The initial steps in `train_model()` pull out the states, actions, and rewards from the batch, and turn them into cuda torch tensors.  `actual_next_mask` is the indices of the transitions in the batch that actually have a next state (ie, they don't represent a failure state, or in the parlance of the paper, are "non-terminal").  `next_states` is the torch tensor of all the next states for the non-terminal transitions.

In [None]:
optimizer = 
criterion = 

def train_model():
    if len(memory) < BATCH_SIZE:
        return
    transitions = memory.sample(BATCH_SIZE)

    # Tensors of the states, actions, and rewards from the minibatch
    # states is BATCH_SIZEx4
    # actions is BATCH_SIZEx1
    # rewards is BATCH_SIZEx1
    states = torch.cat([transition.state.unsqueeze(0) for transition in transitions], dim=0).to('cuda')
    actions = torch.cat([transition.action.unsqueeze(0) for transition in transitions], dim=0).to('cuda')
    rewards = torch.cat([transition.reward.unsqueeze(0) for transition in transitions], dim=0).to('cuda')

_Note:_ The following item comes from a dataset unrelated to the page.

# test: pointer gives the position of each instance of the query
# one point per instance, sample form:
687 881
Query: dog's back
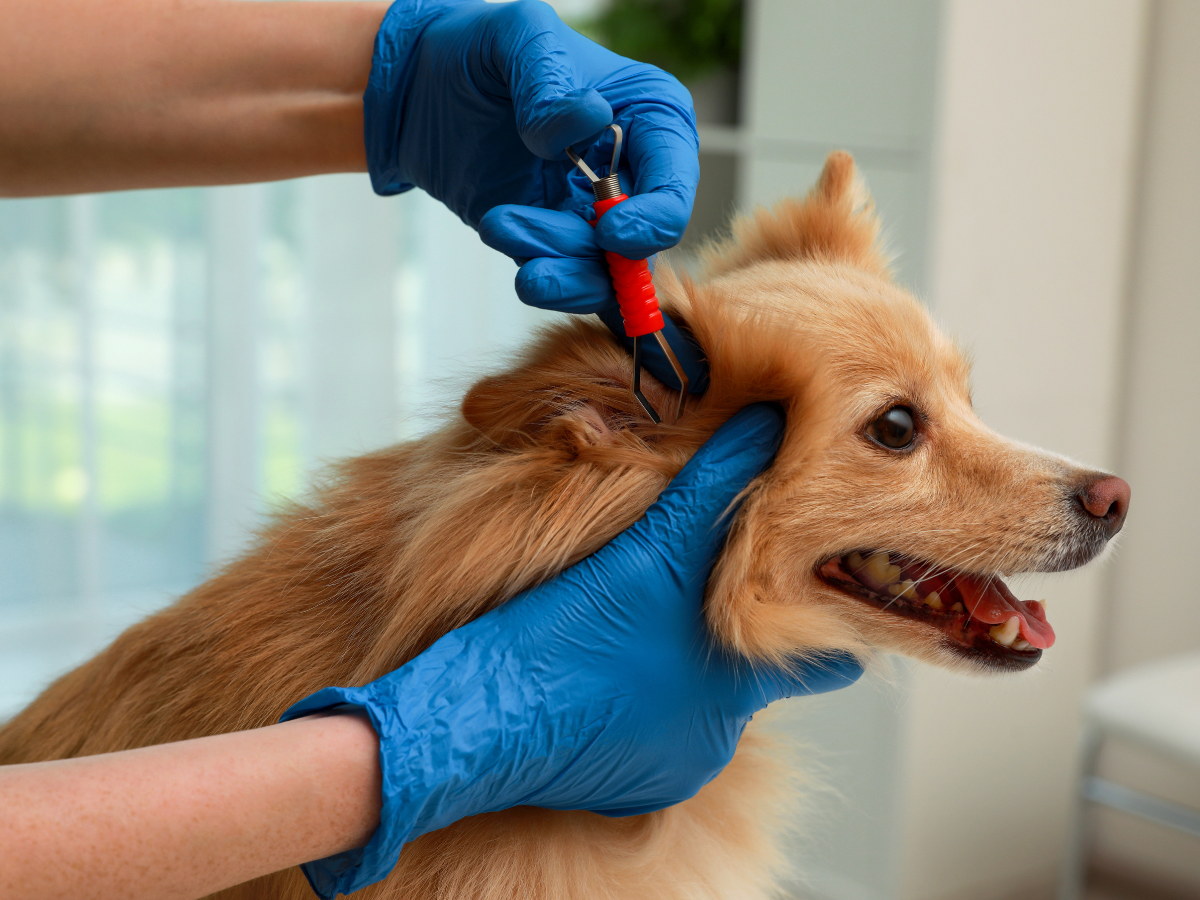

    # actual_next_mask contains the indices of samples without None next_states
    actual_next_mask = [i for i in range(BATCH_SIZE) if transitions[i].next_state is not None]
    # next_states contains those actual next_states
    next_states = torch.cat([transition.next_state.unsqueeze(0) for transition in transitions if transition.next_state is not None], dim=0).to('cuda')
    # the number of rows in `next_states` is the number of non-terminal states
    # the number of elements in `actual_next_mask`
    
    




## Create your samples, and call the training function

Implement the rest of Algorithm 1, calling your `train_model()` function where appropriate.

If the transition is terminal, the next_state should be `None`.

## Evaluating the smoothness of your training

In the above training loop, keep track of the average maximum Q values for the `sampled_states` you loaded above.  Make a plot displaying the average Q values of the sampled states over time.

In [None]:
fig = go.Figure(data = go.Scatter(x=list(range(len(qs))), y=qs, mode='lines'))
fig.show()

## Evaluating your model's performance

1000 times, use a greedy policy based off your model to run until termination or truncation.  Keep track of the number of steps that pass on each run before it stops (each trial will run a maximum of 500 steps before truncation - of course, it may terminate sooner if the pole falls or the cart goes off the screen).  Print out that average.